2024 Feb 14;19(1):67.
 doi: 10.1186/s13023-024-03073-5.

Transcriptional profiling of peripheral blood mononuclear cells identifies inflammatory phenotypes in Ataxia Telangiectasia

Affiliations 
    • PMID: 38360726 

Abstract

Introduction: Ataxia telangiectasia (A-T) is an autosomal recessive neurodegenerative disease with widespread systemic manifestations and marked variability in clinical phenotypes. In this study, we sought to determine whether transcriptomic profiling of peripheral blood mononuclear cells (PBMCs) defines subsets of individuals with A-T beyond mild and classic phenotypes, enabling identification of novel features for disease classification and treatment response to therapy.
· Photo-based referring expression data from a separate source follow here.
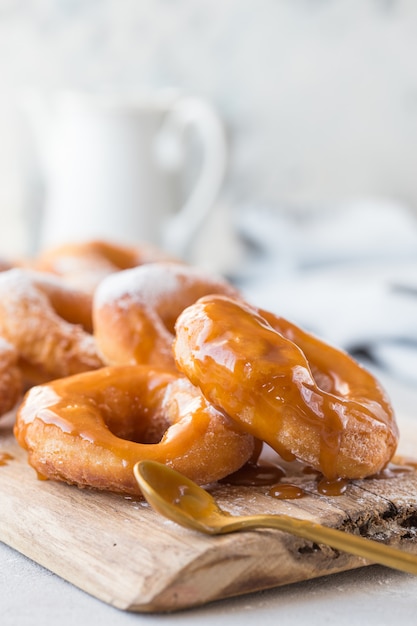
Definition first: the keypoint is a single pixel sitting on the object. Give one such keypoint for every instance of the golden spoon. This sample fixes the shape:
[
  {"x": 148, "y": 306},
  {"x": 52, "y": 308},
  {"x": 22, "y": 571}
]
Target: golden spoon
[{"x": 182, "y": 501}]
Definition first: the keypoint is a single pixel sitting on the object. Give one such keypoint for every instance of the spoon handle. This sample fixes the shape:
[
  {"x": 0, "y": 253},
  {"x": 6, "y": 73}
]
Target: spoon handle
[{"x": 353, "y": 544}]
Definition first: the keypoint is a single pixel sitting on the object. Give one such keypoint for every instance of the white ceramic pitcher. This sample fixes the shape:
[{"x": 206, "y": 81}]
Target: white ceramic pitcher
[{"x": 112, "y": 165}]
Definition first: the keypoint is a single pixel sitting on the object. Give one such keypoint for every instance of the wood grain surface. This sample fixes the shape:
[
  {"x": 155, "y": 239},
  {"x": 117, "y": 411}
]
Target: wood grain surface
[{"x": 120, "y": 551}]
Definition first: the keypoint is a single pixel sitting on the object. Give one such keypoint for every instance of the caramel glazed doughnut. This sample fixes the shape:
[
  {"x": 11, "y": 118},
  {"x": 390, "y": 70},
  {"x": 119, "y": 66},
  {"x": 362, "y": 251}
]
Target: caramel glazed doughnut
[
  {"x": 90, "y": 429},
  {"x": 306, "y": 399},
  {"x": 134, "y": 311},
  {"x": 48, "y": 324},
  {"x": 83, "y": 265}
]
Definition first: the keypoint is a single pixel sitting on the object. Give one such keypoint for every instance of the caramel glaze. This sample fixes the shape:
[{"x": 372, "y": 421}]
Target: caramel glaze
[
  {"x": 90, "y": 429},
  {"x": 5, "y": 457},
  {"x": 306, "y": 399}
]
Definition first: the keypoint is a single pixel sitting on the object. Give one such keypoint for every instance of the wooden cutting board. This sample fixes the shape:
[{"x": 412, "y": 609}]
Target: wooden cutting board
[{"x": 120, "y": 551}]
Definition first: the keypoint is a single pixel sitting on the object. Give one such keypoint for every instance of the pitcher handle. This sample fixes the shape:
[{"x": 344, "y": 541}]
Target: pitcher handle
[{"x": 194, "y": 113}]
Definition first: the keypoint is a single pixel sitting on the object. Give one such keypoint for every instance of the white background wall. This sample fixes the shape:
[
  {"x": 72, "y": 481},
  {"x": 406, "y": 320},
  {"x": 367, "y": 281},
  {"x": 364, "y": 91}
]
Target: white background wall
[{"x": 319, "y": 96}]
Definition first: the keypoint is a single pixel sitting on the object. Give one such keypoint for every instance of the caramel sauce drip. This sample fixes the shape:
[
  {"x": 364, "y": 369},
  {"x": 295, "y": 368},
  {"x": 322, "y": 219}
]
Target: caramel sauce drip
[
  {"x": 332, "y": 487},
  {"x": 286, "y": 491}
]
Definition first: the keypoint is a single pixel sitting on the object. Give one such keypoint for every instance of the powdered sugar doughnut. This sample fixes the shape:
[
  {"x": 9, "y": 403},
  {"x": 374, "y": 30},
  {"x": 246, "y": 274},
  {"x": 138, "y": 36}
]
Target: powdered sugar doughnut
[
  {"x": 134, "y": 311},
  {"x": 84, "y": 265},
  {"x": 47, "y": 323},
  {"x": 11, "y": 385}
]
Methods: Participants with classic A-T (n = 77), mild A-T (n = 13), and unaffected controls (n = 15) were recruited from two outpatient clinics. PBMCs were isolated and bulk RNAseq was performed. Plasma was also isolated in a subset of individuals. Affected individuals were designated mild or classic based on ATM mutations and clinical and laboratory features.
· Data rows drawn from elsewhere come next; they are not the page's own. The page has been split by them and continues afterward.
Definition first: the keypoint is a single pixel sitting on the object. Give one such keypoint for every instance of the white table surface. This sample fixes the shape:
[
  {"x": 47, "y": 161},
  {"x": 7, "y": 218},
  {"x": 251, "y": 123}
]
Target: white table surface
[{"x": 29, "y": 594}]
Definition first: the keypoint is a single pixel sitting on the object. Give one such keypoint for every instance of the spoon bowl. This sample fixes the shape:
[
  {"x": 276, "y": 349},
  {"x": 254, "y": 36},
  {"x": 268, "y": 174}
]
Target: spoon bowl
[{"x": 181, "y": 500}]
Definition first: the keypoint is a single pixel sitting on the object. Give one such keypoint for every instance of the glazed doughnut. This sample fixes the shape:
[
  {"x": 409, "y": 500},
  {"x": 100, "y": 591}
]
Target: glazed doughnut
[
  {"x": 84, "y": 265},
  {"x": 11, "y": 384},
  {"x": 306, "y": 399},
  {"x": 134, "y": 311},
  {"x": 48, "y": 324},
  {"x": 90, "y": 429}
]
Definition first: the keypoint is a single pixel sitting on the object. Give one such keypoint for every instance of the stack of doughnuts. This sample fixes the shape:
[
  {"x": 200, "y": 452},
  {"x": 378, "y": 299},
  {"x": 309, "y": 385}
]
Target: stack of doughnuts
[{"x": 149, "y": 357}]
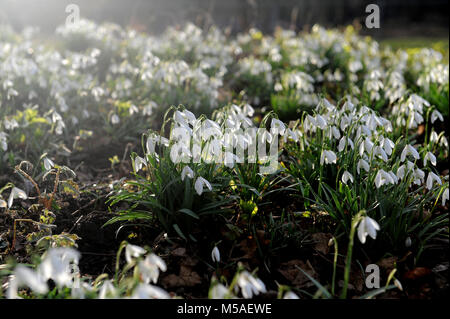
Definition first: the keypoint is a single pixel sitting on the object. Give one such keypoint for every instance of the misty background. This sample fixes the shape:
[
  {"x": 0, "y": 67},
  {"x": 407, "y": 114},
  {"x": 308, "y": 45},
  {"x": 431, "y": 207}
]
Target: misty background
[{"x": 399, "y": 18}]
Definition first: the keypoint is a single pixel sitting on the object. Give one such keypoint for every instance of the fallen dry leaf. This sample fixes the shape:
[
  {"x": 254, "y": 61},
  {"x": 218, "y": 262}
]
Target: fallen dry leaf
[
  {"x": 321, "y": 242},
  {"x": 295, "y": 276},
  {"x": 417, "y": 273}
]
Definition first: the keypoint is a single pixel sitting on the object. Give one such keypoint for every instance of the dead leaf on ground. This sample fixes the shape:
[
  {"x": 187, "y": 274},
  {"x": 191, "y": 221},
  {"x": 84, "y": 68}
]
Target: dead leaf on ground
[
  {"x": 321, "y": 242},
  {"x": 295, "y": 276},
  {"x": 417, "y": 273},
  {"x": 388, "y": 264},
  {"x": 186, "y": 278}
]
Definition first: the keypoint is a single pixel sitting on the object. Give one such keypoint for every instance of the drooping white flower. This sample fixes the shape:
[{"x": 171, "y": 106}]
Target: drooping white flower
[
  {"x": 290, "y": 295},
  {"x": 328, "y": 157},
  {"x": 187, "y": 171},
  {"x": 436, "y": 115},
  {"x": 107, "y": 290},
  {"x": 429, "y": 156},
  {"x": 145, "y": 291},
  {"x": 445, "y": 197},
  {"x": 200, "y": 183},
  {"x": 16, "y": 193},
  {"x": 383, "y": 178},
  {"x": 277, "y": 127},
  {"x": 115, "y": 119},
  {"x": 149, "y": 268},
  {"x": 215, "y": 254},
  {"x": 48, "y": 164},
  {"x": 250, "y": 285},
  {"x": 320, "y": 122},
  {"x": 23, "y": 276},
  {"x": 419, "y": 176},
  {"x": 343, "y": 142},
  {"x": 138, "y": 163},
  {"x": 57, "y": 265},
  {"x": 432, "y": 177},
  {"x": 218, "y": 291},
  {"x": 362, "y": 164},
  {"x": 409, "y": 150},
  {"x": 367, "y": 226},
  {"x": 133, "y": 251},
  {"x": 346, "y": 177}
]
Results: People with classic A-T were more likely to be younger and IgA deficient and to have higher alpha-fetoprotein levels and lower % forced vital capacity compared to individuals with mild A-T. In classic A-T, the expression of genes required for V(D)J recombination was lower, and the expression of genes required for inflammatory activity was higher. We assigned inflammatory scores to study participants and found that inflammatory scores were highly variable among people with classic A-T and that higher scores were associated with lower ATM mRNA levels. Using a cell type deconvolution approach, we inferred that CD4 + T cells and CD8 + T cells were lower in number in people with classic A-T. Finally, we showed that individuals with classic A-T exhibit higher SERPINE1 (PAI-1) mRNA and plasma protein levels, irrespective of age, and higher FLT4 (VEGFR3) and IL6ST (GP130) plasma protein levels compared with mild A-T and controls.

Conclusion: Using a transcriptomic approach, we identified novel features and developed an inflammatory score to identify subsets of individuals with different inflammatory phenotypes in A-T. Findings from this study could be used to help direct treatment and to track treatment response to therapy.

Keywords: Bioinformatics; Genetic diseases; T cells.